Do you know what I mean? Outside number 10.
Yeah, little zip-up tops.
Zip-up tops and, you know, some of the jumpers for golf balls and all that kind of stuff.
Do you think it's, I mean, Vance, one of the things Vance said about culture that I thought was really interesting, he said, I mean, you can find this quote, but I haven't got it at hand. Yeah. He didn't think anyone really liked opera or classical music. He said people liked it or affected to like it because it gave them social standing and was a way of access to the higher echelons of society.
So he was kind of against the Kennedy Center and things like that. Do you think that on some level, putting cage fighting on the White House lawn is a deliberate attempt to do... Something that the right-thinking folk would think is tasteless and crass is a deliberate way of writing.

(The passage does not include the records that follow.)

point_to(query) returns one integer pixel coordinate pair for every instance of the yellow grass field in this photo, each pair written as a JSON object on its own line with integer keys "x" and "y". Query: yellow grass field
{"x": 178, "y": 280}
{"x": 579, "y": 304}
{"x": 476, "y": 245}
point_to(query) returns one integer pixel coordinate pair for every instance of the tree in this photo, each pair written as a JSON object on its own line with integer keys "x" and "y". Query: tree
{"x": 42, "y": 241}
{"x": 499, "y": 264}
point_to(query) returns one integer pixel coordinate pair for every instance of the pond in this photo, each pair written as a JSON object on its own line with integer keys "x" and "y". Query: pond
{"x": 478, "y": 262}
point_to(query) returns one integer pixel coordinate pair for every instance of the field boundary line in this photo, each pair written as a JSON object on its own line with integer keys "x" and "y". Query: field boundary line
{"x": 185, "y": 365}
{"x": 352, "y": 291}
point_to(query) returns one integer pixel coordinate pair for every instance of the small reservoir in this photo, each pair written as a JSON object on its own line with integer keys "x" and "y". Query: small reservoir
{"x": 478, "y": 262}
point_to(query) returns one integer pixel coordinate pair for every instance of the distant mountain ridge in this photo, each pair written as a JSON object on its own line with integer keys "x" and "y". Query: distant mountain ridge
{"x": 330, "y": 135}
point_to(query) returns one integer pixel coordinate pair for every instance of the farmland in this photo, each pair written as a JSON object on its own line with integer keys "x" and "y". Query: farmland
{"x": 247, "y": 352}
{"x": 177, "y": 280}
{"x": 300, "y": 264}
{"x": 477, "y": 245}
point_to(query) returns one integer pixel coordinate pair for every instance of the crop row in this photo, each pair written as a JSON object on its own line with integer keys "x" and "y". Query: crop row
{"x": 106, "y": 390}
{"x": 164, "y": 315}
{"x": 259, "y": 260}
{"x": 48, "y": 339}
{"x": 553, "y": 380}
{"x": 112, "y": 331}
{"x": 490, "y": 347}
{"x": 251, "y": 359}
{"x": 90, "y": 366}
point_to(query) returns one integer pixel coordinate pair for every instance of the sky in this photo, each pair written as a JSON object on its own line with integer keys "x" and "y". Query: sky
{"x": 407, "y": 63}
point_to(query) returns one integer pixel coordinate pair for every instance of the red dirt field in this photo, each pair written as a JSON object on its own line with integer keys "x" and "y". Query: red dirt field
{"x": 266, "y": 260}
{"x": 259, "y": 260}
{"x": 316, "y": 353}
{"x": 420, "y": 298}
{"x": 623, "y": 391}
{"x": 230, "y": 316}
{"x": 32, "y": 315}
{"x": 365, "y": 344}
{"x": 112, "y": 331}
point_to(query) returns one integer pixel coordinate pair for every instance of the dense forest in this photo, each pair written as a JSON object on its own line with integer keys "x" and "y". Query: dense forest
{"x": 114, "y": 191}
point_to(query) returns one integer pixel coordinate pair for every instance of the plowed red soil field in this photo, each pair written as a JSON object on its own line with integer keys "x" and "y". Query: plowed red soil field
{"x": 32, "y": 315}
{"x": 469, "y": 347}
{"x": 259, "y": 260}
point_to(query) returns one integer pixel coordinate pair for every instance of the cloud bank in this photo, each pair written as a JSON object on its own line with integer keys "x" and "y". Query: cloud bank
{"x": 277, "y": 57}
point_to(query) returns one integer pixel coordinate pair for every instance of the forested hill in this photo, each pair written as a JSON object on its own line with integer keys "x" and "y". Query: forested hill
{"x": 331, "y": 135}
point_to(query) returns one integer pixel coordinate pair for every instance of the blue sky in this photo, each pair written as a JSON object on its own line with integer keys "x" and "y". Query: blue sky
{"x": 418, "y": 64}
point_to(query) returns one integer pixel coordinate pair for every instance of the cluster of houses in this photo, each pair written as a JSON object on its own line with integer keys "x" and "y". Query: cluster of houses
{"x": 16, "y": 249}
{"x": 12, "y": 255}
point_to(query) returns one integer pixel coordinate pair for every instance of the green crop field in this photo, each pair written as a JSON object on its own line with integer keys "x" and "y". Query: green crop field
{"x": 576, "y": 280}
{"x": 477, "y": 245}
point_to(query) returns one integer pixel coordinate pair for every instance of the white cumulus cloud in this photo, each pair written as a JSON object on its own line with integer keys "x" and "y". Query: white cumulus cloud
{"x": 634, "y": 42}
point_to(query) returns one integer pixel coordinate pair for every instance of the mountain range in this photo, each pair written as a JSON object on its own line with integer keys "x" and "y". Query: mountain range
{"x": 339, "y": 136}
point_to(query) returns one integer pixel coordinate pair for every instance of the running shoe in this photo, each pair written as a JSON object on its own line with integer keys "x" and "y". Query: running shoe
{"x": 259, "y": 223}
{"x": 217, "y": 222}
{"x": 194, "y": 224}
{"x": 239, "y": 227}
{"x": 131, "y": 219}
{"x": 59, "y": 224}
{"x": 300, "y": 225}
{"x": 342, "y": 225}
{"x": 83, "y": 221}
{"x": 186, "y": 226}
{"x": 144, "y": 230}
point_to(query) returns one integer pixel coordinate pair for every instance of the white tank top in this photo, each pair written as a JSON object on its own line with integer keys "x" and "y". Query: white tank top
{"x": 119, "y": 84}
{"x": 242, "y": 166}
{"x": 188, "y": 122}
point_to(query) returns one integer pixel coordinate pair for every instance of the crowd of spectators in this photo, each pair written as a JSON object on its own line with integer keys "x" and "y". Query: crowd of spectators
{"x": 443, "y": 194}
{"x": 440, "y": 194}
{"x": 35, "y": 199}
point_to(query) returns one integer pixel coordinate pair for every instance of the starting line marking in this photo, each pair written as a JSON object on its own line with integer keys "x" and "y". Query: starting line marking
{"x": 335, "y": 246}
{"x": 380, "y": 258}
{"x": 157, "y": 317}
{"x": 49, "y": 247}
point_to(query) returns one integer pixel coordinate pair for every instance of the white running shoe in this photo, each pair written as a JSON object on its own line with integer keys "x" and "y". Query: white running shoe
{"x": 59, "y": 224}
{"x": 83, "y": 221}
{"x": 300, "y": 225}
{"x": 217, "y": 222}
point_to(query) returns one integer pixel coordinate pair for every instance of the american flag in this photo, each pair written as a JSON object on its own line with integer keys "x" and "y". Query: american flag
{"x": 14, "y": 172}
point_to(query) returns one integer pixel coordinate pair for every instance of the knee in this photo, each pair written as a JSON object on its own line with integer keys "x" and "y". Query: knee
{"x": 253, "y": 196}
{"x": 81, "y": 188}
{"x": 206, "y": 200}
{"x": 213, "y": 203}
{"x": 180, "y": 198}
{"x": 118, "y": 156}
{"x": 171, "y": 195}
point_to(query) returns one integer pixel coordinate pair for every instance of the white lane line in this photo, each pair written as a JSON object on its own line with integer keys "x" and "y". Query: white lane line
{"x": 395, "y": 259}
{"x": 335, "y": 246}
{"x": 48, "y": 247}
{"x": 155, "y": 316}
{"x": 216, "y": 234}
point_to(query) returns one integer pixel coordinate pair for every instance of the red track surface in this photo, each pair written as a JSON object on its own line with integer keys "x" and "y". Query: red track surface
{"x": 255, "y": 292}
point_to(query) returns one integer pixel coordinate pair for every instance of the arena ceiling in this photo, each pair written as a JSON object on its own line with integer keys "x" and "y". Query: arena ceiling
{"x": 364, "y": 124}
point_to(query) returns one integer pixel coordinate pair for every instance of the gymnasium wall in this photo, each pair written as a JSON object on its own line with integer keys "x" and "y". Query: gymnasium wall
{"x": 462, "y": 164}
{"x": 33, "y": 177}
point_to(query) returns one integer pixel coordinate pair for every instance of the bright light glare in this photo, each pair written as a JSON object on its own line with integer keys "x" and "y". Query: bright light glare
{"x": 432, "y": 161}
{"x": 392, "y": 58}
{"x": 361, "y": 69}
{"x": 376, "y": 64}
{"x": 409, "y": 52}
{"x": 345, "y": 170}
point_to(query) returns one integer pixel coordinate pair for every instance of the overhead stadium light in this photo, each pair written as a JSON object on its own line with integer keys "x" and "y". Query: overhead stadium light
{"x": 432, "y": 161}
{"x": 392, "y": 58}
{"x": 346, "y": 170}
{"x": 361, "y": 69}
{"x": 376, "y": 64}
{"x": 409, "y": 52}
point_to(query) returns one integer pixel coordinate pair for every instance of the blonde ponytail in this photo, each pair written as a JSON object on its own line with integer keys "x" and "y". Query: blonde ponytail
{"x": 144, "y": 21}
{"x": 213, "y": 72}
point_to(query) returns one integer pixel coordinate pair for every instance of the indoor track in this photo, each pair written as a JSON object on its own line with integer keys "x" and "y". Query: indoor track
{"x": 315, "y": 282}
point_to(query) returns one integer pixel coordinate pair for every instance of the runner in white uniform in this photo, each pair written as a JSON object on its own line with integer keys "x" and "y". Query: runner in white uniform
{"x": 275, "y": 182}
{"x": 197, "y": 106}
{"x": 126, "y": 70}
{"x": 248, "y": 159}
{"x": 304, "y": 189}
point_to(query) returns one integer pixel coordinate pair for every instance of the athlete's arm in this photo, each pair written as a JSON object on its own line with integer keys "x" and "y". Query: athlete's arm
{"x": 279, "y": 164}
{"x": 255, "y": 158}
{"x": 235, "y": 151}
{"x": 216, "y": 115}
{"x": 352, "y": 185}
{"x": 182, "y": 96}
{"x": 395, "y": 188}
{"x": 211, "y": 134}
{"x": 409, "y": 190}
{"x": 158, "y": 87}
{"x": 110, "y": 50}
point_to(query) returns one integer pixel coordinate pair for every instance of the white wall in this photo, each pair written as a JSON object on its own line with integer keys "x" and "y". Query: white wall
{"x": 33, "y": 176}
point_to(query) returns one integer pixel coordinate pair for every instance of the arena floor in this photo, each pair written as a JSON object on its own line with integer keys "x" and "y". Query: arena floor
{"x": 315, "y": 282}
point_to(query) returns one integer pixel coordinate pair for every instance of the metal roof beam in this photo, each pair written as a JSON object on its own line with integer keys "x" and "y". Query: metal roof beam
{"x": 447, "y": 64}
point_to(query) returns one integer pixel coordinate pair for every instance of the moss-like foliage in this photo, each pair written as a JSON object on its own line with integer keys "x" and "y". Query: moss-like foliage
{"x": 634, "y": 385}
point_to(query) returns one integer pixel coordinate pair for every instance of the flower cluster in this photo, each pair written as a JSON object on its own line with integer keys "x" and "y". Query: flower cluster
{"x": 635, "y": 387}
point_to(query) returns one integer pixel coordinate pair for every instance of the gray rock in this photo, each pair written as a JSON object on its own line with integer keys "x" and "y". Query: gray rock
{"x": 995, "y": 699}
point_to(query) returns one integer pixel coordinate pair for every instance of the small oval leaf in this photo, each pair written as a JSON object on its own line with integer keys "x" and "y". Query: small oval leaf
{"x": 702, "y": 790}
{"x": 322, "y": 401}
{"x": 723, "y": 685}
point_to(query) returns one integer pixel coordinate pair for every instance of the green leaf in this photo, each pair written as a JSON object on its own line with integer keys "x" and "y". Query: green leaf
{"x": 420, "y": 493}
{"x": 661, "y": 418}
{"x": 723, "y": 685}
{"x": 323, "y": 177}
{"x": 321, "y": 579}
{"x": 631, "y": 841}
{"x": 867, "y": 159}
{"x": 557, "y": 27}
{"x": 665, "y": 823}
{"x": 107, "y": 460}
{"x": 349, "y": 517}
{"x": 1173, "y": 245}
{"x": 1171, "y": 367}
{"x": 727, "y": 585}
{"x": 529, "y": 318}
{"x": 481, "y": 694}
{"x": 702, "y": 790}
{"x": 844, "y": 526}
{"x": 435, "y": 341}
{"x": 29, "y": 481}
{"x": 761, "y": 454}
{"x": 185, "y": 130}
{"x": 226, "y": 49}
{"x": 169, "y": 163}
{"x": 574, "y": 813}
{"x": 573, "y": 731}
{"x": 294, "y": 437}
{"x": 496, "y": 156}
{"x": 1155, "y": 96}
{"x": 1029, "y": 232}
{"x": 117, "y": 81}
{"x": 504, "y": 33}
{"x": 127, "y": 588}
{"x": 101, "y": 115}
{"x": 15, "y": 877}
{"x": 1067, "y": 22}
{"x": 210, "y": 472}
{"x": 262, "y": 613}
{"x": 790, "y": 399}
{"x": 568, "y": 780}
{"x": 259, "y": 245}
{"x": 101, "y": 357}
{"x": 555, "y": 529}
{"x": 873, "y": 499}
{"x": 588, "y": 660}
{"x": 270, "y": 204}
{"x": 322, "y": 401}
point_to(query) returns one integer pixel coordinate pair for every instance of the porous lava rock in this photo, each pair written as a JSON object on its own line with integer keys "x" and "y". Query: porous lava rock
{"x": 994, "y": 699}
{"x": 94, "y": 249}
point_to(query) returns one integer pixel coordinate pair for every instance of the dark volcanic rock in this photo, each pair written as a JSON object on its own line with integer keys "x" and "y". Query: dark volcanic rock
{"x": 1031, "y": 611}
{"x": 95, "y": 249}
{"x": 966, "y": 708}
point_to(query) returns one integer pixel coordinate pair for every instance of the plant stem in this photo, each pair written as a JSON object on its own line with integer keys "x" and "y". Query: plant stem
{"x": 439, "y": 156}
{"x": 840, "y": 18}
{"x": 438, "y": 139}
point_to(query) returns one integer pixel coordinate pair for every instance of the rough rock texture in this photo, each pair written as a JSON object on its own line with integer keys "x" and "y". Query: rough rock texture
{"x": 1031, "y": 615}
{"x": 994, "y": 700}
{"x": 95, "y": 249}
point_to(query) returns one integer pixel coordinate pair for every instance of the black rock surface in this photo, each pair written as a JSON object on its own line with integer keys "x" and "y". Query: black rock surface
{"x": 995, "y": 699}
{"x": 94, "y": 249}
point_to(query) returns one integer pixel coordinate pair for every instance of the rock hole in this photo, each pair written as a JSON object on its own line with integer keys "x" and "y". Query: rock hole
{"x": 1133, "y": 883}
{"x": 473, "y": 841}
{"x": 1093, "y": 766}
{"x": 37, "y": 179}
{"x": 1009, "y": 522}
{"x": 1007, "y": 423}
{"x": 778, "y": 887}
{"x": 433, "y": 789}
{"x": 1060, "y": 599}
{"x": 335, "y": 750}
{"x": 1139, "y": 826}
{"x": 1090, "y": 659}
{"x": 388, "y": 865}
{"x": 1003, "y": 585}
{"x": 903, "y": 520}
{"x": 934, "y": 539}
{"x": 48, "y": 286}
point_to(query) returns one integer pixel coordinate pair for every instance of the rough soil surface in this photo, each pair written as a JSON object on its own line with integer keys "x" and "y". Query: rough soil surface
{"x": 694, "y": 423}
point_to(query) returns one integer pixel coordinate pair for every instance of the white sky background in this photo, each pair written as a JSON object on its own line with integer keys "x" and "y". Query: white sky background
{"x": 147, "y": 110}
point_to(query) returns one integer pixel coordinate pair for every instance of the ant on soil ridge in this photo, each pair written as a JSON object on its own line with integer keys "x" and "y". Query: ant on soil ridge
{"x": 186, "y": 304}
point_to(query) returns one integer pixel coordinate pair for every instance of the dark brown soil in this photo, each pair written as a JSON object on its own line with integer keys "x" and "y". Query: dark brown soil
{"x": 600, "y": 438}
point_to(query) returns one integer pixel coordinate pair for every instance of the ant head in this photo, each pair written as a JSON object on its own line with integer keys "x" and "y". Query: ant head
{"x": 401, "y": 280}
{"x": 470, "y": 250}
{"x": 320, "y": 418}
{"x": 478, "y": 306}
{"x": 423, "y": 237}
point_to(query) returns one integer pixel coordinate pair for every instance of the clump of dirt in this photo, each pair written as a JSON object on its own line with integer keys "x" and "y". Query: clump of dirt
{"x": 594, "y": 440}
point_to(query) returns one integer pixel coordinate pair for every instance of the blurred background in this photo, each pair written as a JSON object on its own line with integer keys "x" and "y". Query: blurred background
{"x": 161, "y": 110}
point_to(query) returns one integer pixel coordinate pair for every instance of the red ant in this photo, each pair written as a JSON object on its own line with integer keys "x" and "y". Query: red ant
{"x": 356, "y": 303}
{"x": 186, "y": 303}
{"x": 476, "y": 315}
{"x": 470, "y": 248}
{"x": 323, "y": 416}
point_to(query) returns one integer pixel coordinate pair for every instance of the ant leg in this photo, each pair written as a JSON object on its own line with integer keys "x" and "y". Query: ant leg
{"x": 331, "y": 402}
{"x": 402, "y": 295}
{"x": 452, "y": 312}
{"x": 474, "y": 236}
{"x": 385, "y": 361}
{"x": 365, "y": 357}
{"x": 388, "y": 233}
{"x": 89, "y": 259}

I think a lot of that is a sort of an enjoyment, a glee in upsetting the people that they don't like. It's their version of, I'm being very general here, but I think this is true, it's their version of comedy in that they're very suspicious about comedy because comedy is about targeting people and making fun of them.
Well, and ideas and understanding.
Yeah. Yeah, yeah, yeah. Whereas annoying people provocatively and deliberately with glee is their version of it, I think. It's their form of entertainment. So, yeah, Trump's form of entertainment is not actually the cage fighting. It's the fact that the cage fighting is happening. Right, yeah. Outside the White House. Yeah. That's what he loves. Which has all been knocked down and bashed about.
Yeah, yeah. I mean, he doesn't care about what the cage fighting... I mean, I don't know what the rules of cage fighting are.